Why do Jews eat challah on Friday night? ›

On the eve of Shabbat, two loaves are placed on the table to reference the Jewish teaching that a double portion of manna fell from heaven on Friday to last through the Saturday Shabbat.

Why is challah not eaten at Passover? ›

Challah also plays an important role on certain Jewish holidays like Rosh Hashanah, the Jewish New Year. Challah is not eaten at Passover because it's a leavened bread (which is why we didn't sell it at Easter this year).

What does the Bible say about challah bread? ›

Challah bread has a Biblical history from the time of Moses in Exodus 16, where God instructed Moses to set aside a portion of each loaf and use it as an offering to local Jewish priests. Today this tradition is still upheld where a piece of bread is burnt inside the oven before the other bread is baked.

What is the best vegetable oil for baking bread? ›

Canola oil is the most popular baking oil as it's stable at high temperatures, is cost-effective and has a very natural flavour.

What is a substitute for vegetable oil in challah? ›

Jewish bakeries use oil so the challah can be eaten with a dairy or meat meal, but we use butter because it tastes so much better. To make a traditional loaf, you can substitute a neutral vegetable oil like canola, corn or sunflower oil.

What happens if you add olive oil to bread dough? ›

Does olive oil make dough softer? Yes - adding olive oil to sourdough bread will result in a softer crust and crumb. The oil as a lipid coats the flour and inhibits the gluten network resulting in a softer, tighter crumb and softer crust. This can be a desirable outcome if you do not like tough, chewy sourdough crusts.

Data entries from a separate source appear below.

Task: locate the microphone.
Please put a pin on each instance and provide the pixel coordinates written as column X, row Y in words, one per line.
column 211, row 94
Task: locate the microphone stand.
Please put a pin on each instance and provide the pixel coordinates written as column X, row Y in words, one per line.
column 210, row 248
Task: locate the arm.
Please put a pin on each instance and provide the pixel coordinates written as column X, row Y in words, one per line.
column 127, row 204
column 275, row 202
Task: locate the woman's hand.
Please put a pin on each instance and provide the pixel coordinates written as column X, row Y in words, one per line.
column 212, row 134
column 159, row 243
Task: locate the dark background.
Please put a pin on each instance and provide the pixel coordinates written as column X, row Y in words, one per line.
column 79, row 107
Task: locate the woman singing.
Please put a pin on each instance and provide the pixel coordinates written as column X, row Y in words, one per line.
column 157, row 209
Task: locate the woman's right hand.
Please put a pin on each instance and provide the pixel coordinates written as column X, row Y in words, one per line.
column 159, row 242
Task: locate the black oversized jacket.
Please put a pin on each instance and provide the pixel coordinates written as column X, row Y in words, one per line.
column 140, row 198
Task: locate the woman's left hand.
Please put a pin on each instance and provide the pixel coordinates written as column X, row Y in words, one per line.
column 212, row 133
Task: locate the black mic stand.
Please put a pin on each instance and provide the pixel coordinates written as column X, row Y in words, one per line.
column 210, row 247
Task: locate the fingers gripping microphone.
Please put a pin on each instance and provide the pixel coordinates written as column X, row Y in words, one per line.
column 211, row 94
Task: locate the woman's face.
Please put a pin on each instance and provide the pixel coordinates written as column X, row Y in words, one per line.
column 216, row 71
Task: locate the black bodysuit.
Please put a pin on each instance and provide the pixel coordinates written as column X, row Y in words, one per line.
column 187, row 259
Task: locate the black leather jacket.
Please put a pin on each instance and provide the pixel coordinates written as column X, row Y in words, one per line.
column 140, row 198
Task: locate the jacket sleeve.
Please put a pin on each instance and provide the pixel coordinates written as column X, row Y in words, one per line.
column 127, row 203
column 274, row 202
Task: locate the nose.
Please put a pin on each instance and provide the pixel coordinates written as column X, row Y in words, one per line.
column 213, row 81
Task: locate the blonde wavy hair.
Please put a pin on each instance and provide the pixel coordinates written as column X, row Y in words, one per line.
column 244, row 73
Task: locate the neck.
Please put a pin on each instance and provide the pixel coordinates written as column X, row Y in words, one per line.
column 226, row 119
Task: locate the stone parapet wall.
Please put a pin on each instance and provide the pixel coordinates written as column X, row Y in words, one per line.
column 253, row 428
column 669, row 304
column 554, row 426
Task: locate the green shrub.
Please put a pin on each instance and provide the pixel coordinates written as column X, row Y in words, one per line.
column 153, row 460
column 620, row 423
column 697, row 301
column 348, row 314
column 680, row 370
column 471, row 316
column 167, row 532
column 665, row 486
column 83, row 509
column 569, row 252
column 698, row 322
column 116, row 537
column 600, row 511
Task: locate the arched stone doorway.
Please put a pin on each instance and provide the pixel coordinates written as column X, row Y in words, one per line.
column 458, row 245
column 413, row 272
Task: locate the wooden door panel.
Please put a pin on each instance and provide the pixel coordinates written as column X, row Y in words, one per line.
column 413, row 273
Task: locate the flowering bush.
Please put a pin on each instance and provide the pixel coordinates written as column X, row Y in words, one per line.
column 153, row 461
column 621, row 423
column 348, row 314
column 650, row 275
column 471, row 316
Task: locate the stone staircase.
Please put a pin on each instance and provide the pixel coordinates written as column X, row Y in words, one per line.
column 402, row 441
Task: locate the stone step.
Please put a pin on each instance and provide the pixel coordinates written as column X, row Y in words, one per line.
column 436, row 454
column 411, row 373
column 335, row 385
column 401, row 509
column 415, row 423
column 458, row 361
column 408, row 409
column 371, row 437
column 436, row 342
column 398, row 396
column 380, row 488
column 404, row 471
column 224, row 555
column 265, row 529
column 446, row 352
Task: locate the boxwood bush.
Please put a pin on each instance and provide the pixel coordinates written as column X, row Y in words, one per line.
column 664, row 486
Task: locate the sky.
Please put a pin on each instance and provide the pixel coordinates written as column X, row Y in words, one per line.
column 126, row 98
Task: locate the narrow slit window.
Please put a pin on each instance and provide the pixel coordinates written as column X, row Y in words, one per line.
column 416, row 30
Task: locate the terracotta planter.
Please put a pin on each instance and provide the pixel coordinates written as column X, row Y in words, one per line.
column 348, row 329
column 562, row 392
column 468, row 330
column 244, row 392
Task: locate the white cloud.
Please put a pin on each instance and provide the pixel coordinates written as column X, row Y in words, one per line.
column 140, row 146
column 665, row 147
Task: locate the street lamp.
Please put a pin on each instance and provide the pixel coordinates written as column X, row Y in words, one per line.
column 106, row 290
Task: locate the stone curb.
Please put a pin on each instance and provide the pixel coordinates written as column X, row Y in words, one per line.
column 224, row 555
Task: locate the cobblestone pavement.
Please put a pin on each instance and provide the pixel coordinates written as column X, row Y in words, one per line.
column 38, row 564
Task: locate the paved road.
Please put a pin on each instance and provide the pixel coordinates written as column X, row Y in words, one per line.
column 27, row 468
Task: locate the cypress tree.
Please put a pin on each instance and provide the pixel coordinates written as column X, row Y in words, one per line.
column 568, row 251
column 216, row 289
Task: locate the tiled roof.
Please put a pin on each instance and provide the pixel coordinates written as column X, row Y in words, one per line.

Is it better to let bread rise overnight? ›

The benefits of the overnight rise go beyond flexibility. Long, slow fermentation in a cold environment leads to better, more nuanced flavor development in your bread. So you can save time and add flavor, all in one go.

Can you leave bread out all night to rise? ›

It helps to keep the dough at room temperature for the first few hours so that the yeast has time to work before you cool it down. I tend to let my sourdough rise for the first time at room temperature, shape it, leave it at room temperature for about an hour and then pop in the fridge overnight.

Can you put risen bread dough in the fridge overnight? ›

Yes , you can refrigerate bread dough after the first rise and bake it later . This is called retarding the dough and it can actually improve the flavor and texture of the bread . The cold temperature slows down the fermentation process , allowing the flavors to develop more fully .

How do you keep challah fresh overnight? ›

We keep them in the oven (the oven is off) and it doesn't dry out nor does it become all soggy. Almost as fresh as just baked.